ASC 350-40: Internal-Use Software
A practical guide to capitalizing software a company develops, acquires, or modifies for its own internal needs — covering scope, when capitalization starts and stops, what costs qualify, amortization, and the treatment of SaaS implementation costs.
Scope: Is the software in scope of ASC 350-40?
Internal-use software is not limited to back-office systems. It can include platforms, systems, or tools used to operate the business, automate internal processes, or deliver services to customers. Customer-facing use does not automatically mean the software is being sold. The key is whether the company is using the software to provide a service or output, rather than selling, licensing, or otherwise giving customers the software itself or a right to use it.
To qualify as internal-use software, the company also cannot have a substantive plan during development to sell, lease, license, or otherwise market the software. A substantive plan identifies marketing channels and the supporting activities — promotion, delivery, billing, support — and implementing the plan must be at least reasonably possible.
ASC 350-40 does not apply to software being sold, leased, licensed, or otherwise marketed (which falls under ASC 985-20), software used in research and development, software developed for another party under a contract, or business process reengineering activities.
When capitalization starts
A company does not capitalize software costs just because a project has started. Costs incurred before the capitalization requirements are met are expensed as incurred. Training and data conversion activities are also generally expensed as incurred.
Capitalization begins only when two things are true. First, management with the right level of authority has approved the project and committed funding. Second, it is probable that the project will be completed and the software will be used as intended.
The probable threshold is not met if significant development uncertainty still exists, such as when the software includes novel, unique, unproven, or technologically innovative features that have not yet been resolved.
What costs can be capitalized
Once the capitalization gate is open, only certain costs are included in the software asset. The main categories are external direct costs, direct project payroll, interest when applicable, and certain costs for software that allows old data to be accessed or converted by the new system.
External direct costs include fees paid to third parties to develop the software, costs to obtain software from third parties, and travel costs for employees when directly related to developing the software.
Payroll can be capitalized only for employees who are directly associated with the software project, and only for the time they spend directly on the project. General and administrative costs, overhead, and training are not capitalized.
When capitalization stops & Amortization
Capitalization stops no later than when the software is substantially complete and ready for its intended use (after all substantial testing is complete).
Capitalized internal-use software is generally amortized on a straight-line basis, unless another systematic and rational method better reflects how the software is used.
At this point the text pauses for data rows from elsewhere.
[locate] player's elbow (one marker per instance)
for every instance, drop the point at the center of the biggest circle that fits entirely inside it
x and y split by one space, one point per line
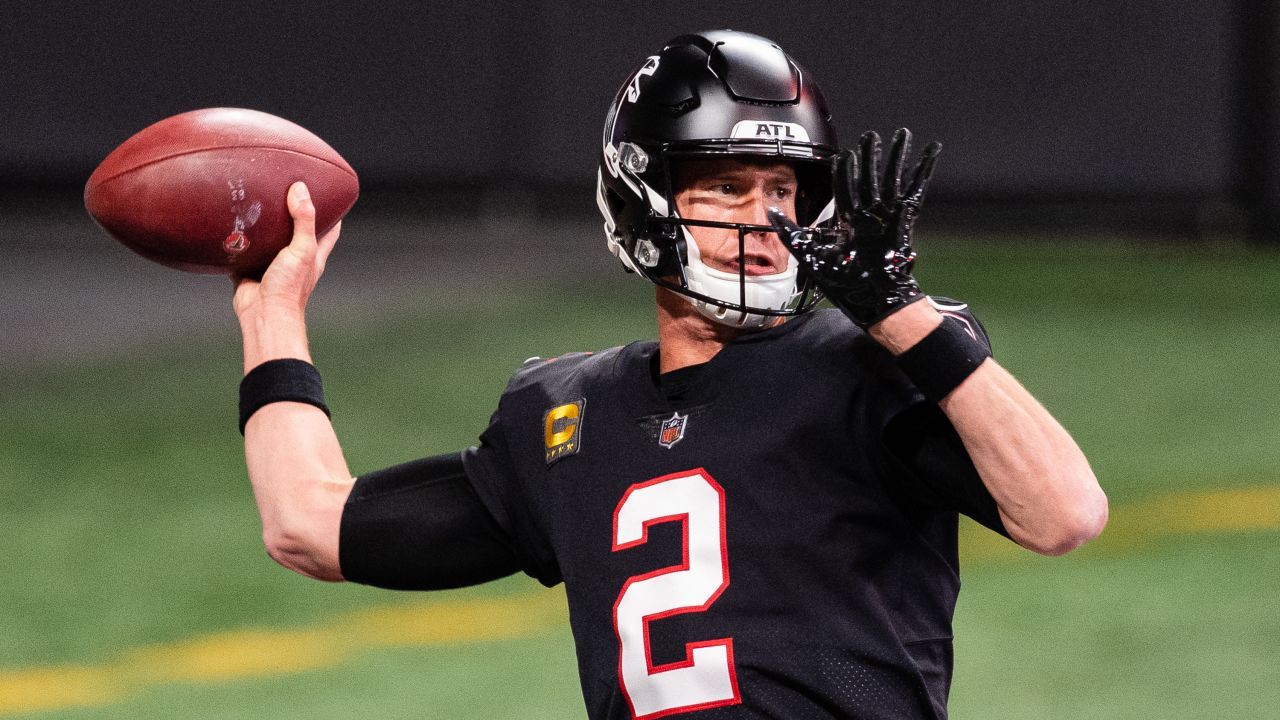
1074 524
302 555
305 541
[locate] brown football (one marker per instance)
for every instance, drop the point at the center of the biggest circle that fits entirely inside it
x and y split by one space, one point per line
205 191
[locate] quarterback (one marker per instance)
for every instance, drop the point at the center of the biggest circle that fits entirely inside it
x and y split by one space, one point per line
753 515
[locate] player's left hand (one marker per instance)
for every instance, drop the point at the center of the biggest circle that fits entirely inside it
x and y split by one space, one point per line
864 264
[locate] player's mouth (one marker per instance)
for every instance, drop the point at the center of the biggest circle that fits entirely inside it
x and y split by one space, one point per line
755 265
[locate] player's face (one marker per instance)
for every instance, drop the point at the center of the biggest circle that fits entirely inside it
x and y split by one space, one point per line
736 191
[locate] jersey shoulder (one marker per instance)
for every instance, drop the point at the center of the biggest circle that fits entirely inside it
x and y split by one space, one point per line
568 370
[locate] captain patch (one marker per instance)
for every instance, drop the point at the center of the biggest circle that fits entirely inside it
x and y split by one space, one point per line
562 429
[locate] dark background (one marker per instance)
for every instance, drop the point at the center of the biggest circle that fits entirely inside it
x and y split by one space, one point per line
1138 115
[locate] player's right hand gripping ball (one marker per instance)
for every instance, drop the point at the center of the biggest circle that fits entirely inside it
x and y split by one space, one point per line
864 264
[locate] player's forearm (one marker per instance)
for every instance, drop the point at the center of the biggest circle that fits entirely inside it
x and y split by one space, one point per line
1041 481
295 463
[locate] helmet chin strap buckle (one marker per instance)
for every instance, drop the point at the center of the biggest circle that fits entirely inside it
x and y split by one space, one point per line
647 253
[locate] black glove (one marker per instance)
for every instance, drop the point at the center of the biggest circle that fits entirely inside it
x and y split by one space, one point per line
864 264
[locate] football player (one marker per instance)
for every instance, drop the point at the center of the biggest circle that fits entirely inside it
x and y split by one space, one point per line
754 515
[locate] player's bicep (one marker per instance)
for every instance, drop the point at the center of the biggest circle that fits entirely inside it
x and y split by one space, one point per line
421 525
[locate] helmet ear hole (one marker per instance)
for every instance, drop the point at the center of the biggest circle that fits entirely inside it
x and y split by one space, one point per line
616 203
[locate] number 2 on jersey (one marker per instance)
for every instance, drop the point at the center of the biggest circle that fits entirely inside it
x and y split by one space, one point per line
705 678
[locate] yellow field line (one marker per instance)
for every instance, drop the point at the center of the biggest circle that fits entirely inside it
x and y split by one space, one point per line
263 652
1143 523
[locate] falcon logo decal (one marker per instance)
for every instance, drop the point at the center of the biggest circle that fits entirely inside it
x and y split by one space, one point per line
562 431
672 429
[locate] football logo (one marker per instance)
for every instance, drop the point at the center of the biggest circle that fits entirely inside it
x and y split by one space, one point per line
562 431
672 429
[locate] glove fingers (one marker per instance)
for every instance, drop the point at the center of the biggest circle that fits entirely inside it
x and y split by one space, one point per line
868 183
923 172
792 236
844 185
897 154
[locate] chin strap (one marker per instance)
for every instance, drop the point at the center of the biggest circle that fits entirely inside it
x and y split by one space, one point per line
771 292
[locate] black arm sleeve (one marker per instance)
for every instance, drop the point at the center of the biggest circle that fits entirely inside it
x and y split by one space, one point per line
931 460
420 525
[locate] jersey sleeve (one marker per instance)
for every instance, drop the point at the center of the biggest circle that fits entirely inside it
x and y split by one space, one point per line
494 475
421 525
922 449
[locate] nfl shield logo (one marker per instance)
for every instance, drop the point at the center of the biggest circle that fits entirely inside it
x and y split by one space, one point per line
672 431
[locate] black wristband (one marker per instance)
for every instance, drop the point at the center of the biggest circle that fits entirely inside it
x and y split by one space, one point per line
280 381
942 359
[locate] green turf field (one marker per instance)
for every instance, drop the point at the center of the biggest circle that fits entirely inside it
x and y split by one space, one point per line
135 582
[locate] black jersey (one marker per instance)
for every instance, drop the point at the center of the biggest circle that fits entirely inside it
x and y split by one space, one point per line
759 546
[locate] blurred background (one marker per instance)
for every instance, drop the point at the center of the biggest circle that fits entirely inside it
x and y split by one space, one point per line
1107 199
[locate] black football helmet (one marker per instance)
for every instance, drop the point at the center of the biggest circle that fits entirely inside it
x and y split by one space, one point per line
705 95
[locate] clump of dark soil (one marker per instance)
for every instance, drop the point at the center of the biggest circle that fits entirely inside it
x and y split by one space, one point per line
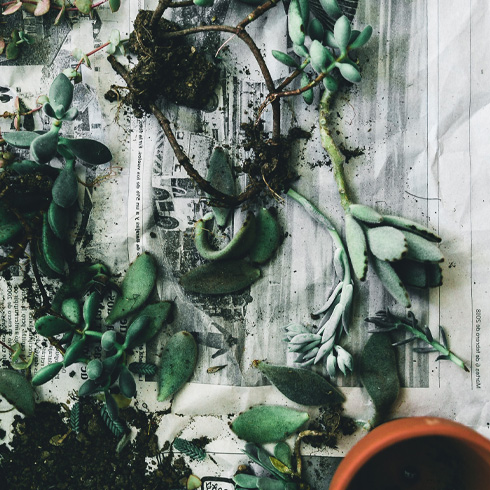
87 459
169 68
The useful life should be reassessed based on obsolescence, technology changes, and competition.
Impairment, Upgrades, and Other Issues
If software is still being developed and the capitalization requirements are no longer met, the company stops capitalizing additional costs and evaluates the existing capitalized balance for impairment. Warning signs include significant changes to the software program, costs significantly exceeding expectations, or lack of budget.
Costs for upgrades and enhancements are evaluated under the same capitalization rules, but only if it is probable that the work will add functionality. Maintenance costs are expensed as incurred.
SaaS and hosting arrangements
For a customer accessing software through a SaaS or hosting arrangement, the standard internal-use software model applies only if both conditions are met: the customer has the contractual right to take possession of the software at any time during the hosting period without significant penalty, and it is feasible for the customer to run the software itself.
Even when the SaaS or hosting arrangement is a service contract, ASC 350-40 still matters because implementation costs are evaluated using the internal-use software framework. Capitalized implementation costs for a SaaS contract are amortized over the term of the associated arrangement.
Disclaimer: This guide is provided for general orientation and is not specific accounting advice. Applications of ASC 350-40 require detailed facts-and-circumstances analysis.